Naturally, a film like this creates more questions than it answers. That would be true if it answered even a single question, but it emphatically does not. In fact, it’s entirely possible that the entirety of F for Fake is an elaborate smokescreen. Welles tells us early in the film that he will tell us nothing but the truth for one hour of screen time. And we, almost out of habit, believe him. Why? He admits to us in the first few minutes of the film that he is a conman and a charlatan, someone who makes his living playacting at something else. We know that he is a liar and is attempting to trick us. So why do we believe him?

In a way, I almost hope that F for Fake is a whole-cloth fabrication, because that would be the supreme joke of the whole thing. Ultimately, I think we believe Welles when he tells us he is being truthful because we want to believe him.

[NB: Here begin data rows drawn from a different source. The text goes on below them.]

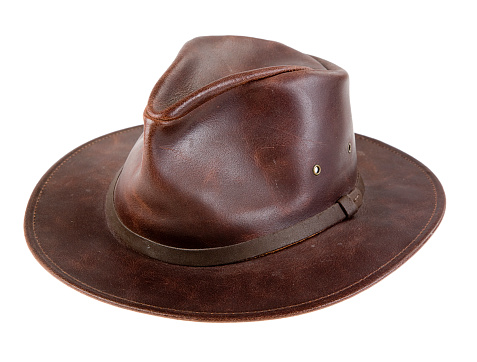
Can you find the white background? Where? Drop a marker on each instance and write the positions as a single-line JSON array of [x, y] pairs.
[[72, 72]]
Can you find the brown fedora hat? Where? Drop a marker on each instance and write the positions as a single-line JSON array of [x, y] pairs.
[[246, 195]]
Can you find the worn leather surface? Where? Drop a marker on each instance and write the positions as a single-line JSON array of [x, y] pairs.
[[232, 133], [66, 230], [226, 154]]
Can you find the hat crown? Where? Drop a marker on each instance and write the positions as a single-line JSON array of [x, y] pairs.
[[242, 137]]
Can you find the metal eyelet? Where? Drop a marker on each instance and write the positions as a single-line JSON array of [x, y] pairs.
[[317, 169]]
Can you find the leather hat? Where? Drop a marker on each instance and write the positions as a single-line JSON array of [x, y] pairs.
[[246, 195]]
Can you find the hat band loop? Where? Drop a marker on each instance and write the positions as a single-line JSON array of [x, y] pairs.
[[344, 208]]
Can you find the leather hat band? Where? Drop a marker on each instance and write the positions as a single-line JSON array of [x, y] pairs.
[[344, 208]]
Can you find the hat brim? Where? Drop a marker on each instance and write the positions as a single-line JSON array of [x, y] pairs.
[[66, 229]]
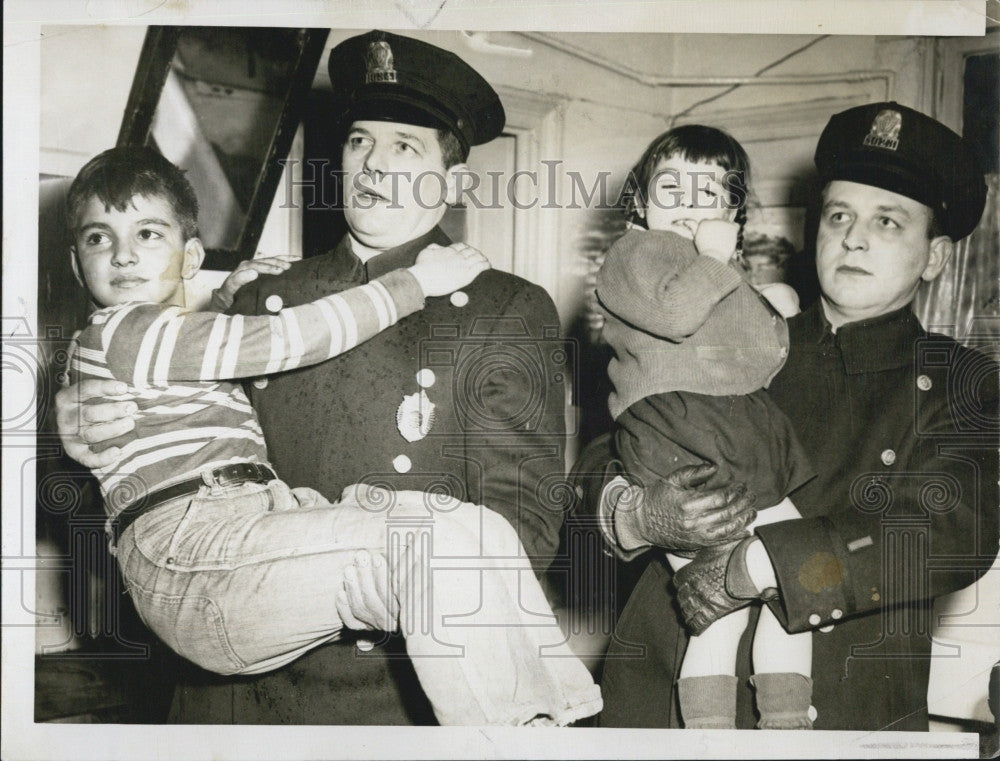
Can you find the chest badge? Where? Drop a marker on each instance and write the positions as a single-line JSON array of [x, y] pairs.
[[415, 416]]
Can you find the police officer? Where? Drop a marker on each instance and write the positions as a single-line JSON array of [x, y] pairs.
[[902, 427], [467, 397]]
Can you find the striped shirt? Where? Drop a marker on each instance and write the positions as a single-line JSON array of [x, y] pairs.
[[180, 368]]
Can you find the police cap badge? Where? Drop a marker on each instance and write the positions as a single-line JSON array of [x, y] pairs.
[[904, 151]]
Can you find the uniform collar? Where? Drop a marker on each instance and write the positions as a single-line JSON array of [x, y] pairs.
[[346, 265], [886, 342]]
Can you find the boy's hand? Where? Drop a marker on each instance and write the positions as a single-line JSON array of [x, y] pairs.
[[717, 238], [443, 269], [247, 271], [81, 425]]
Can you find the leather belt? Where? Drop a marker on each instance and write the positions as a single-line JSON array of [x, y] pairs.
[[227, 475]]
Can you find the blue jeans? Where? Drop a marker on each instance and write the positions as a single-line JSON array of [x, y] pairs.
[[242, 580]]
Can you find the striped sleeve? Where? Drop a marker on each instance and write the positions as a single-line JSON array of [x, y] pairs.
[[152, 345]]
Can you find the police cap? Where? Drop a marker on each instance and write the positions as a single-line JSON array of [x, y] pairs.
[[387, 77], [901, 150]]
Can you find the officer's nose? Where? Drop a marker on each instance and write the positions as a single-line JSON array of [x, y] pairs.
[[375, 162]]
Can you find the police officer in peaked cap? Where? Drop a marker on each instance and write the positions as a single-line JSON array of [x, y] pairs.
[[410, 112], [902, 428]]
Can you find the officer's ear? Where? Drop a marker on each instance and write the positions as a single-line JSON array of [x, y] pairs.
[[453, 182], [941, 249]]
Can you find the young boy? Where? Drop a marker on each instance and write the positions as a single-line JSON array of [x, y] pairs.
[[227, 564]]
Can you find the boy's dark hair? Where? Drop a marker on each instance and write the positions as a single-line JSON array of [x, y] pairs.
[[696, 143], [118, 174]]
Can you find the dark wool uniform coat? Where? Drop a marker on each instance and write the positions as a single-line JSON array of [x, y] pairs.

The other unanswered question here concerns the value of art (monetary value, aesthetic value, etc.) and whether or not a forgery is as good or as valuable or as important as something done by the artist being forged. It’s not an easy question, but I think there is an easy answer. Anything—any one specific thing—is worth exactly what someone will pay for it and not a penny more.

When I was in school, I did a paper on a man named Thomas Wise. Wise was a literary critic, bibliographer, and book collector. He was also a forger, creating “first editions” of works that pre-dated other known legitimate first editions. He was also a thief; thanks to his access to the collection at the British Museum, wise stole hundreds of pages of old books, inserting some of them into his forgeries. Here’s the thing: some of Wise’s forgeries sell for more than the actual first editions he copied. So are they more valuable than the actual first editions of an author’s work? In a free market, it would be difficult to say otherwise.

F for Fake is a clever film. It’s also a pompous one, filled with Welles’s ego and false self-deprecation. And that’s part of what makes it work, too. I was wildly entertained by this, even if the whole thing is just an ego trip and an elaborate scam. In fact, I might even like it more if that’s the case.

Why to watch F for Fake: A highbrow subject made entertaining.
Why not to watch: Is any of it really real?


  1. F for Fake is probably one of my favorite documentaries. It's one that makes you think about the documentary form and how easy it is for us to accept what we are presented as truth even when a lot of it can be an outright lie. I need to revisit this one. I hope Criterion gives this one the blu treatment at some point.

    1. Well, if you have a Hulu account, it and most of the Criterion collection are streaming. It's worth your $9/month.

  2. Boy do I agree on this one. I enjoyed it far more than I was expecting. And like you said, the thought that the entire thing might be fake actually entertains me more. Of all the places where they removed one director's film only to add a different one, this is my favorite swap. (Even though I did like The Strangers, too.)

    This is one of those "why wasn't this on the list to begin with?" additions.

    1. Agreed. I was intrigued by this from the start, but that level of interest was far below how much I ended up liking this.

      Ultimately, I think almost everyone likes being fooled in this way, when there isn't really anything important at stake. It's fun to be tricked, and that's what the film really plays on.